During my previous experience with CUDA… I found that with -arch=sm_13 option on your register usage goes up by 2 to 5 registers… without me ever using double precision in the kernel… that time I was not sure… nor I had the time to investigate it…
but I recently started working on a new project and I thought of settling this matter… hence I wrote a small dumb kernel below:
__global__ void test(float *A, float *B, float *C, int sz)
{
unsigned int i = (blockIdx.x*blockDim.x+threadIdx.x);
float val;
if(i<sz){
val = __logf(__sinf(rsqrtf(((float4*)A)[i].x )));
((float4*)C)[i].x = __expf(val);
((float4*)C)[i].y = rsqrtf(((float4*)A)[i].y );
((float4*)C)[i].z = rsqrtf(((float4*)A)[i].z );
((float4*)C)[i].w = rsqrtf(((float4*)A)[i].w );
}
I am able to achieve a bandwidth of ~78 GB/sec on Tesla c1060 (Th max bandwidth of 102)… but my register/smem usage is different when I compile it with different arch=sm_xx options… as below…

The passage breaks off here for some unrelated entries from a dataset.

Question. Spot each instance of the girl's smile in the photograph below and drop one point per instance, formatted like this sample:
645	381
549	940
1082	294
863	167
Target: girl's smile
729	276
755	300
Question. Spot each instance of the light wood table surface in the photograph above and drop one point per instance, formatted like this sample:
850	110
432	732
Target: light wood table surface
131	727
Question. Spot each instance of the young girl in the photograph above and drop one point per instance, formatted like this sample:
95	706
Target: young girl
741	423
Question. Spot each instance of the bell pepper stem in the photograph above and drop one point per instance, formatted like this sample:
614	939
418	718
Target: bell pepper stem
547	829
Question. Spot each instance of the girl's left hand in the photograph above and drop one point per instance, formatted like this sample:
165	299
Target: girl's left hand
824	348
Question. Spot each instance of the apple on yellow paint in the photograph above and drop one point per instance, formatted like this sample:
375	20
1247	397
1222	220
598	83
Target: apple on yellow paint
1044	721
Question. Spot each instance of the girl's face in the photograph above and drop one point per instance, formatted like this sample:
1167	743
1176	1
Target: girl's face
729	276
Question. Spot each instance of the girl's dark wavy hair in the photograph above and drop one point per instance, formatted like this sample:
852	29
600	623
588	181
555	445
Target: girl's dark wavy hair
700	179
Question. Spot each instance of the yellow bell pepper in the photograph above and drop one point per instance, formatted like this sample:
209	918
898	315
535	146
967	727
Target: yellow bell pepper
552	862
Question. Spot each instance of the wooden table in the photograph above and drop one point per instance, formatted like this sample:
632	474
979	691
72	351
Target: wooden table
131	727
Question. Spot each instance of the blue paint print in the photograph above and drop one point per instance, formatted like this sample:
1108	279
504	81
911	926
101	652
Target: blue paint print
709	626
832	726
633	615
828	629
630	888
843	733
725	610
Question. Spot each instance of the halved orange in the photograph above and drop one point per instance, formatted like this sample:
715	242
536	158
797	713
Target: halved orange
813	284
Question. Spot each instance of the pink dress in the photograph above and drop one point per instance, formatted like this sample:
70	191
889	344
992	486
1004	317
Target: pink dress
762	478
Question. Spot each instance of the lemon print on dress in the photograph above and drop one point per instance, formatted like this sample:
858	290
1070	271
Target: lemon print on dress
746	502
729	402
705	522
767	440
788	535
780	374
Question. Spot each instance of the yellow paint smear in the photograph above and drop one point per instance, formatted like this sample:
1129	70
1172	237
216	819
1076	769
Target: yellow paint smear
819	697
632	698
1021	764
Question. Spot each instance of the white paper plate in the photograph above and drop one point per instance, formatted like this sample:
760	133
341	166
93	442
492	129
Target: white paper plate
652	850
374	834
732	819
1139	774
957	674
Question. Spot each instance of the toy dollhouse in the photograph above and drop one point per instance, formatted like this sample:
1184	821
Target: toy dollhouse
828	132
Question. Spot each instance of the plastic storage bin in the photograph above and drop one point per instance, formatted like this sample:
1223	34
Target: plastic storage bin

architecture {sm_13},{sm_12},{sm_11}
smem = 44
reg = 6
architecture {sm_10}
smem = 40
reg = 4
I am quite confused why do we have this difference in register and smem usage even for a very basic kernel like that ?
I maybe missing some trivial point here… I guess… but this makes a big difference in one of my previous codes… where the sm_10 architecture gives me 10-15% performance improvement… due to less register usage , there by increasing my occupancy…
Anyone has clues on why is this happening ? and anyway to correct this ? (one way maybe to use -maxxregcount option…)
I have no idea whether it is the case or not, but it wouldn’t be beyond the realms of possibility that the inline expansion of those math library functions you are using is different for different architectures, would it?
Are you 100% sure of that? Which CUDA version do you use, and can you reproduce the sm_10 result?
The register count difference is one thing, but I can’t see how the smem size can be anything other than 44 (with 64-bit pointers) or 32 (32-bit pointers) in this case…
Strange… I can’t reproduce your results. I always get 44 smem and 6 regs in your example, even with sm_10 (nvcc -cubin -arch=sm_10)…
nvcc --version
nvcc: NVIDIA (R) Cuda compiler driver
Copyright (c) 2005-2009 NVIDIA Corporation
Built on Mon_Jul_13_12:35:34_PDT_2009
Cuda compilation tools, release 2.3, V0.2.1221
If anything, I would expect that a register count difference occurs between SM 1.1 and SM 1.2 (slightly different register allocation policy), or between SM 1.2 and 1.3 (if there are double-precision litterals)… And definitely no smem difference.